Melting Land Ice Update -- Greenland and Gulf of Alaska

Scientists have discovered sub-glacial lakes deep in the ice of Greenland.
One lake, described in the journal Cryosphere, once held billions of gallons of water and emptied to form a giant crater – 2 km across and around 70 m deep – in just a few weeks.
Dr Howat and his colleagues detected the crater on a spot about 50 km inland from the southwest Greenland coast earlier in 2014.
“The fact that our lake appears to have been stable for at least several decades, and then drained in a matter of weeks – or less – after a few very hot summers, may signal a fundamental change happening in the ice sheet,” Dr Howat said.
In addition to adding to the increase in sea level:
The melting of Greenland’s glaciers has also added a large boost of freshwater to the North Atlantic which could alter ocean currents and the ocean’s ability to take up carbon dioxide.
 The alteration of the ocean current is likely to be to the Gulf Stream which keeps Europe relatively warm for its latitude, and as a result, ironically, this could bring a winter chill to Europe in the middle of the global warming.



Melting glaciers in Alaska are also having a dramatic effect on the Gulf of Alaska.
Incessant mountain rain, snow and melting glaciers in a comparatively small region of land that hugs the southern Alaska coast and empties fresh water into the Gulf of Alaska would create the sixth largest coastal river in the world if it emerged as a single stream, a recent study shows.

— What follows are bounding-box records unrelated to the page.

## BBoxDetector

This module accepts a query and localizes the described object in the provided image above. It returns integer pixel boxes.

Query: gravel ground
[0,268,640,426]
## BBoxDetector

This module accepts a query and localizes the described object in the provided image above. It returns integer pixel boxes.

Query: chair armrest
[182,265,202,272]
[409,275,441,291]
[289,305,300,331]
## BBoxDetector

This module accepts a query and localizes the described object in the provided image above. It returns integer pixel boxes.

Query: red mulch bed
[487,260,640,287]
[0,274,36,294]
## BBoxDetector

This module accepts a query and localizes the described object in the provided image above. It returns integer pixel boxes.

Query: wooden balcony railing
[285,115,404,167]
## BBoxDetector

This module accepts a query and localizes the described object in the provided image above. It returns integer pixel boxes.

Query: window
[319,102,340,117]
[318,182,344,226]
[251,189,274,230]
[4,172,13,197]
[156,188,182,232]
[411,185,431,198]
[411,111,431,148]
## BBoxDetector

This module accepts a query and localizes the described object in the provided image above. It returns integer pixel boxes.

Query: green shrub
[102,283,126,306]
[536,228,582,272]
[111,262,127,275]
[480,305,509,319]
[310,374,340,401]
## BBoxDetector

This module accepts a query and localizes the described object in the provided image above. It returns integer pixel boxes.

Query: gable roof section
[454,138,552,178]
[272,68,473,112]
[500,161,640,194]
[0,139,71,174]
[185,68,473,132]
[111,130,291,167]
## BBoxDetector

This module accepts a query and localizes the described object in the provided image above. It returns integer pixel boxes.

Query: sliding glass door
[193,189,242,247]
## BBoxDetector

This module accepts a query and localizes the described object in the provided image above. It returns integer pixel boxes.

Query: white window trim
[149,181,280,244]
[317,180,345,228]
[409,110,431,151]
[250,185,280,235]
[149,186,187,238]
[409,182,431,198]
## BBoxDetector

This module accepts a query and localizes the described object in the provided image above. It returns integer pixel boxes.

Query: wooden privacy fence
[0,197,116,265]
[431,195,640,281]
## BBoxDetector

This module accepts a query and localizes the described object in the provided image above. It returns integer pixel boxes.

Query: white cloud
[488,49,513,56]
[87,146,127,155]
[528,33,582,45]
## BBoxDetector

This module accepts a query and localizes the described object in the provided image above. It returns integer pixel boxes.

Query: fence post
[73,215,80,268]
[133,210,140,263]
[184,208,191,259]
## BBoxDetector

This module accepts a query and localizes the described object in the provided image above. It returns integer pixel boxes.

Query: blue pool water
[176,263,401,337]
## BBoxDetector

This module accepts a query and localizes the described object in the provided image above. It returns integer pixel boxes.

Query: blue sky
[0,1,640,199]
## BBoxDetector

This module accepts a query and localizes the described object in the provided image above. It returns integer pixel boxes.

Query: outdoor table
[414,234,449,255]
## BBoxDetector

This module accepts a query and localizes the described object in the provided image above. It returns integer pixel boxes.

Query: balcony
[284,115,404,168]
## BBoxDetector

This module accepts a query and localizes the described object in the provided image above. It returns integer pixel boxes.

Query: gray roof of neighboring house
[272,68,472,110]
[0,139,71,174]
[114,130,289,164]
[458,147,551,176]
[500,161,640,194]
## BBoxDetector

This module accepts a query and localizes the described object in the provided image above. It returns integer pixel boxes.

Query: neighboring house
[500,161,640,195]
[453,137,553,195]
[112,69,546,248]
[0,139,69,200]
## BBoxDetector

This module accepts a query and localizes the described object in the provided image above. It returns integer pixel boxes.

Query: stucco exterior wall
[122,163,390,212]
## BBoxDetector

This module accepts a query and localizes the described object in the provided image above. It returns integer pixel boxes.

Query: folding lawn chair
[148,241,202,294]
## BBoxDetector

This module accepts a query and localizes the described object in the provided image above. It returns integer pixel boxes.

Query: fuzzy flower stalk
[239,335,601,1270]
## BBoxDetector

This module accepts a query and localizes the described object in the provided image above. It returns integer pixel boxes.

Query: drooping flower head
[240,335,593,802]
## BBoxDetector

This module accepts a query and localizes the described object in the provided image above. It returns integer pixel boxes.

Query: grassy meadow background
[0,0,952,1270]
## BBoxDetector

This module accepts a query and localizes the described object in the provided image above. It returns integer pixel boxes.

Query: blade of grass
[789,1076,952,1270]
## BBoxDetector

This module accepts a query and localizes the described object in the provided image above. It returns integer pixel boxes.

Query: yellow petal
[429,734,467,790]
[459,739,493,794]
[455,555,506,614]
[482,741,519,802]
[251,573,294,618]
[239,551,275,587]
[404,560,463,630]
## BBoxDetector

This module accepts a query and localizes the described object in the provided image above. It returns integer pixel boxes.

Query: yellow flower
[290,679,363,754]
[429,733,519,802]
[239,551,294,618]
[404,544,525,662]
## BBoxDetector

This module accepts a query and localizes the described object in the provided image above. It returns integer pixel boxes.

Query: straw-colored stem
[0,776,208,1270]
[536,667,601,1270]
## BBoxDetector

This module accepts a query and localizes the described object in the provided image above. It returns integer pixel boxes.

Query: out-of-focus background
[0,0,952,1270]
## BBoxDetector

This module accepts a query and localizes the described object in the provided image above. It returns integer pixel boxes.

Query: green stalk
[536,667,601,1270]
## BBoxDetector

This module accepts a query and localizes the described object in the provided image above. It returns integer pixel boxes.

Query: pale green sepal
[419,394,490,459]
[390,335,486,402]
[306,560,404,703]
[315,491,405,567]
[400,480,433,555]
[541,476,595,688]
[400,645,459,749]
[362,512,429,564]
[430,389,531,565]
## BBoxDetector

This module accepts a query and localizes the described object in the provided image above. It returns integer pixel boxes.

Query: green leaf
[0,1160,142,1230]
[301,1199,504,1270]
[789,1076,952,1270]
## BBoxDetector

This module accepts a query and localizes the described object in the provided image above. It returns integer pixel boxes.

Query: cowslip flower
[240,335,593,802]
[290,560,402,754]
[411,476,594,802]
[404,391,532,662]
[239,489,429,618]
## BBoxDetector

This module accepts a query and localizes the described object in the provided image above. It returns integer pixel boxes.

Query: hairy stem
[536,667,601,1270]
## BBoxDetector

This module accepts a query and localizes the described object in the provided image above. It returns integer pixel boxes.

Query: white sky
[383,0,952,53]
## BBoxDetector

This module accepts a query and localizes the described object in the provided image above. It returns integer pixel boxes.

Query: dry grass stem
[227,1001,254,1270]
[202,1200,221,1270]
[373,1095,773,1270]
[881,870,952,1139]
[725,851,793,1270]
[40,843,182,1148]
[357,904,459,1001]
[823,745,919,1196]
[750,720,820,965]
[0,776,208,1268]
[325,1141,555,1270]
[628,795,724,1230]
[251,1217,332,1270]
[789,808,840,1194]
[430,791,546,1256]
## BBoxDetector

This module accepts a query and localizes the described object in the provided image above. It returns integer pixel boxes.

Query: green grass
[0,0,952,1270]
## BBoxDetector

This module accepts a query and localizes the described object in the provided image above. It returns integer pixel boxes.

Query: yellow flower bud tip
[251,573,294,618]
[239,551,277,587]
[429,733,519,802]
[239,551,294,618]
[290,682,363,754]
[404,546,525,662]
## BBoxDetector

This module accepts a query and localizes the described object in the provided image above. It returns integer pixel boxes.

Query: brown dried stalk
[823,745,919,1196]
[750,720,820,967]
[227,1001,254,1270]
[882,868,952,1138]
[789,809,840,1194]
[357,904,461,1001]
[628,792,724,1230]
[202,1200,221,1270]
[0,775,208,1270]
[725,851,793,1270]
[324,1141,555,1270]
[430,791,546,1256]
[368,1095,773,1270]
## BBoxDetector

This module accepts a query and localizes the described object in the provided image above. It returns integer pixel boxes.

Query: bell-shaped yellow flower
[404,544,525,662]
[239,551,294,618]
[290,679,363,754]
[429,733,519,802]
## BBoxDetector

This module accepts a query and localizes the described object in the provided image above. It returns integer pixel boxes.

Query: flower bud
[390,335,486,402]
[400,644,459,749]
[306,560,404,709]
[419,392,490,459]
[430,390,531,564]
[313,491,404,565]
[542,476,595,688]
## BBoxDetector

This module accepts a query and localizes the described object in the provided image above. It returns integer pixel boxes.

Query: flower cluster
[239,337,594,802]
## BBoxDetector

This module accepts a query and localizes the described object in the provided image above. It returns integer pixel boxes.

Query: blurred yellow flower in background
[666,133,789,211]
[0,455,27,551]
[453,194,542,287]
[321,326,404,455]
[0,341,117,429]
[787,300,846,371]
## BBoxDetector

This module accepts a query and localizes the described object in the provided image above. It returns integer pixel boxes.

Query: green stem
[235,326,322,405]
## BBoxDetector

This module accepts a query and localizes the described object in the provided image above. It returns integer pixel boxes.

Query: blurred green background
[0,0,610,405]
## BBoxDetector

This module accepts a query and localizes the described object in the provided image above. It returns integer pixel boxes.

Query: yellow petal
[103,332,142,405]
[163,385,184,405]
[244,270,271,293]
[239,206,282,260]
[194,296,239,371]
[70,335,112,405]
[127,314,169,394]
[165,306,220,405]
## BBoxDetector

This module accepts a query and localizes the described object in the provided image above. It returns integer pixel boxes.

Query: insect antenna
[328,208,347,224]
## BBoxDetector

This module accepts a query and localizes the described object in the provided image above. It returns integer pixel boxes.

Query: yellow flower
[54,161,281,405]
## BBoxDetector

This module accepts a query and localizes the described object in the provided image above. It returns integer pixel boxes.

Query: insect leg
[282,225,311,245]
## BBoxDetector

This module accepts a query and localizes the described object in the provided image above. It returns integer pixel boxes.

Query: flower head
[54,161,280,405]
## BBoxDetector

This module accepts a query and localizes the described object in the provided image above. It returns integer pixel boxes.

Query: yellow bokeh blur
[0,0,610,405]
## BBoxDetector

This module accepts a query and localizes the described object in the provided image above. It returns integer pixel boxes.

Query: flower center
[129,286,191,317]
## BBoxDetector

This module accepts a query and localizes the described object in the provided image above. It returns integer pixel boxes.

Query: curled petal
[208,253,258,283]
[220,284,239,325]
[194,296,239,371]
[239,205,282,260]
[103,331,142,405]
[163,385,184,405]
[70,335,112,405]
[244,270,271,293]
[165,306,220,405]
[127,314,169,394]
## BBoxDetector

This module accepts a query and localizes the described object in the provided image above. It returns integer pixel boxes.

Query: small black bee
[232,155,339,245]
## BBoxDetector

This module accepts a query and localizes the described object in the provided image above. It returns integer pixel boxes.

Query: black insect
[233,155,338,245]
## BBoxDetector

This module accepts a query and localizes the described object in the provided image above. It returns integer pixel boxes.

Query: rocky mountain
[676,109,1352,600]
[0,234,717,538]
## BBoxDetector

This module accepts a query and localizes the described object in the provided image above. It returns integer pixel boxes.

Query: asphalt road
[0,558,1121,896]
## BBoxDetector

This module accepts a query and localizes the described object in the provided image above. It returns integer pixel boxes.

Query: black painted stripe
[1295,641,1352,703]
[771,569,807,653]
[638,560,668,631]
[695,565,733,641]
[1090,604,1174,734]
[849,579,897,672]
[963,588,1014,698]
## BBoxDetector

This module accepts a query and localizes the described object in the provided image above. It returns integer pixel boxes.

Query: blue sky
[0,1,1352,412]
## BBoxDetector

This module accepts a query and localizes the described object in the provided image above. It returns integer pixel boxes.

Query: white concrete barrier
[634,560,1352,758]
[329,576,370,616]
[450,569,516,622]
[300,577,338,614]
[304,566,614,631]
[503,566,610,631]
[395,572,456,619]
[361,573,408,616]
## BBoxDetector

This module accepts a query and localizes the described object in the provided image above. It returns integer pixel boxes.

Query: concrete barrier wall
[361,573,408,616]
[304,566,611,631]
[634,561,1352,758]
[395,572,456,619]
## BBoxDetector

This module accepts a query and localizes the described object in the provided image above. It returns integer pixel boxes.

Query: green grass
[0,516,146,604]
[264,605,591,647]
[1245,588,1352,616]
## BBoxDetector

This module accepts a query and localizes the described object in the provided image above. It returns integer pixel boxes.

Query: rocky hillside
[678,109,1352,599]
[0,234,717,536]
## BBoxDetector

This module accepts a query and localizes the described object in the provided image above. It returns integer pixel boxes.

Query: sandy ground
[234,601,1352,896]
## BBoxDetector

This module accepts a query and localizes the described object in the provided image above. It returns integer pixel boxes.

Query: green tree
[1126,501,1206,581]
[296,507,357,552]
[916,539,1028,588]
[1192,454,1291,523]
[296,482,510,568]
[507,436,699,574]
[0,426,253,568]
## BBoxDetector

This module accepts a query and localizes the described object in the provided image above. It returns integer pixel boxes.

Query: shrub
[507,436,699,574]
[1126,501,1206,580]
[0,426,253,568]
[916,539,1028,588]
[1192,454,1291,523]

Since it’s broken into literally thousands of small drainages pouring off mountains that rise quickly from sea level over a short distance, the totality of this runoff has received less attention, scientists say. But research that’s more precise than ever before is making clear the magnitude and importance of the runoff, which can affect everything from marine life to global sea level.
The collective fresh water discharge of this region is more than four times greater than the mighty Yukon River of Alaska and Canada, and half again as much as the Mississippi River, which drains all or part of 31 states and a land mass more than six times as large.
“Freshwater runoff of this magnitude can influence marine biology, nearshore oceanographic studies of temperature and salinity, ocean currents, sea level and other issues,” said David Hill, lead author of the research and an associate professor in the College of Engineering at Oregon State University.